Der Focus online schreibt: Rauchverbot in den meisten Einraumkneipen verfassungswidrig

Telepolis hat die Überschrift – Das Bundesverfassungsgericht schränkt die Nichtraucherschutzgesetze von Berlin und Baden Württemberg stark ein gewählt.

Welt online meint: Positive Reaktionen auf Raucherurteil

Und wenn du weiter im Internet schaust wirst du immer dieselben Meldungen lesen die da so ungefähr lauten:

Die beiden Länder müssen nun bis Ende 2009 eine Neuregelung erlassen. Vom Rauchverbot sind bis dahin Trinkkneipen mit weniger als 75 Quadratmetern und nur einem Raum ausgenommen, sofern Jugendliche keinen Zutritt haben.

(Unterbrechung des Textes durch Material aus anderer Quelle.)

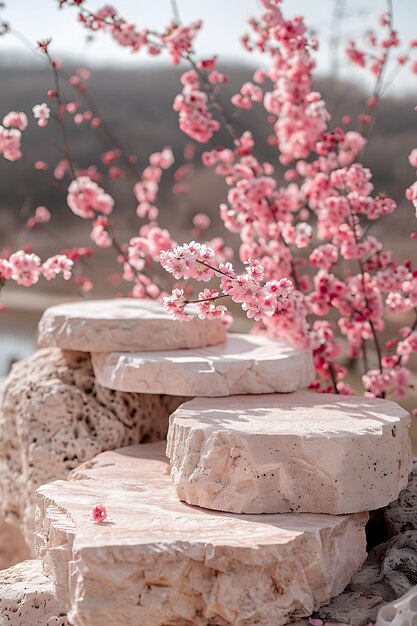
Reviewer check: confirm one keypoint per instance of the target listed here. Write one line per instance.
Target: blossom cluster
(315, 272)
(257, 298)
(26, 268)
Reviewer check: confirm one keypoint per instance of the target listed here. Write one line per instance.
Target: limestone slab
(27, 597)
(54, 416)
(302, 452)
(13, 548)
(123, 324)
(245, 364)
(159, 562)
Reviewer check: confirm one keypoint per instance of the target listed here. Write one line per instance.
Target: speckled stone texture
(158, 562)
(27, 597)
(54, 416)
(401, 612)
(389, 572)
(13, 548)
(245, 364)
(123, 324)
(300, 452)
(401, 515)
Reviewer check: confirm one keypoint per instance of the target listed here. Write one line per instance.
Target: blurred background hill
(134, 97)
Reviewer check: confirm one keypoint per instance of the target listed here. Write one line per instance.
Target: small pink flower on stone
(99, 513)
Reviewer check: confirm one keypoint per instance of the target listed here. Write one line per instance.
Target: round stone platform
(158, 562)
(301, 452)
(123, 324)
(244, 364)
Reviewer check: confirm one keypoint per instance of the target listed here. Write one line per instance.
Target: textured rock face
(158, 562)
(123, 324)
(389, 572)
(401, 515)
(13, 548)
(245, 364)
(27, 597)
(54, 416)
(295, 452)
(402, 612)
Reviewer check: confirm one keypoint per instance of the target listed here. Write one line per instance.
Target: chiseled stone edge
(108, 573)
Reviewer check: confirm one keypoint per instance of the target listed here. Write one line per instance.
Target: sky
(224, 22)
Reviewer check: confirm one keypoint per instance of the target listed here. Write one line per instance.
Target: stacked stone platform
(279, 480)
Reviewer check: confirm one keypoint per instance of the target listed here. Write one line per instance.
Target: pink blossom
(189, 261)
(41, 112)
(175, 304)
(99, 513)
(86, 198)
(100, 232)
(412, 158)
(56, 265)
(25, 268)
(10, 143)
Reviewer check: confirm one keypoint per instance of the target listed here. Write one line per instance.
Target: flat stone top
(245, 364)
(123, 324)
(303, 414)
(134, 485)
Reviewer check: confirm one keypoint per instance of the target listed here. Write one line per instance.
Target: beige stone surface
(13, 548)
(401, 515)
(401, 612)
(54, 416)
(302, 452)
(245, 364)
(158, 562)
(27, 597)
(123, 324)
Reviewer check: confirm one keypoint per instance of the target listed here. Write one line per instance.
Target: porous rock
(158, 562)
(27, 597)
(123, 324)
(54, 416)
(301, 452)
(246, 364)
(389, 572)
(401, 612)
(401, 515)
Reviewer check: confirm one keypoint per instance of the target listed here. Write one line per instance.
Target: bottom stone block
(158, 562)
(27, 597)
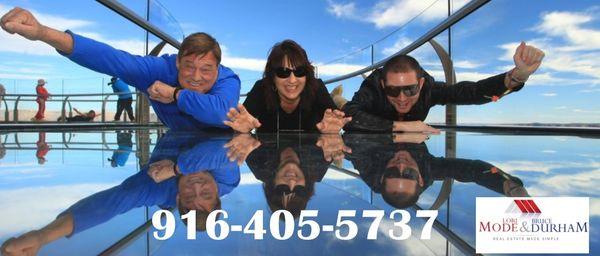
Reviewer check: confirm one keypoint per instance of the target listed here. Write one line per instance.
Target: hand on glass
(241, 120)
(410, 137)
(414, 126)
(161, 92)
(240, 147)
(26, 244)
(333, 147)
(527, 60)
(333, 121)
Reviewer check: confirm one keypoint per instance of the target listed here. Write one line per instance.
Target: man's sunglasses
(282, 72)
(408, 173)
(408, 90)
(285, 190)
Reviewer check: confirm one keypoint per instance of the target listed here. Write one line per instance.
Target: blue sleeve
(211, 108)
(138, 71)
(206, 155)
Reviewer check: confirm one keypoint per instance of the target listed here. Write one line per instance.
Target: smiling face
(402, 175)
(197, 72)
(402, 103)
(198, 191)
(289, 172)
(290, 88)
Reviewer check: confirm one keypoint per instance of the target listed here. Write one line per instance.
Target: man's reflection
(187, 171)
(289, 165)
(125, 147)
(401, 171)
(42, 148)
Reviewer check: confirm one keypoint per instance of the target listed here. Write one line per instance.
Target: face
(402, 175)
(197, 72)
(198, 191)
(403, 103)
(290, 173)
(290, 88)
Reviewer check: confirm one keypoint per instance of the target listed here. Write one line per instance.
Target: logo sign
(532, 225)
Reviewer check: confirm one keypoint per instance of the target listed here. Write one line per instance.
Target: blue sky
(563, 90)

Nach den Worten der Karlsruher Richter wäre allerdings ein striktes Rauchverbot in allen Lokalen mit dem Grundgesetz vereinbar. “Denn der Schutz der Bevölkerung vor Gesundheitsgefahren – wozu der Gesetzgeber auch das Passivrauchen zählen darf – ist ein überragend wichtiges Gemeinschaftsgut”, sagte Präsident Hans-Jürgen Papier bei der Urteilsverkündung.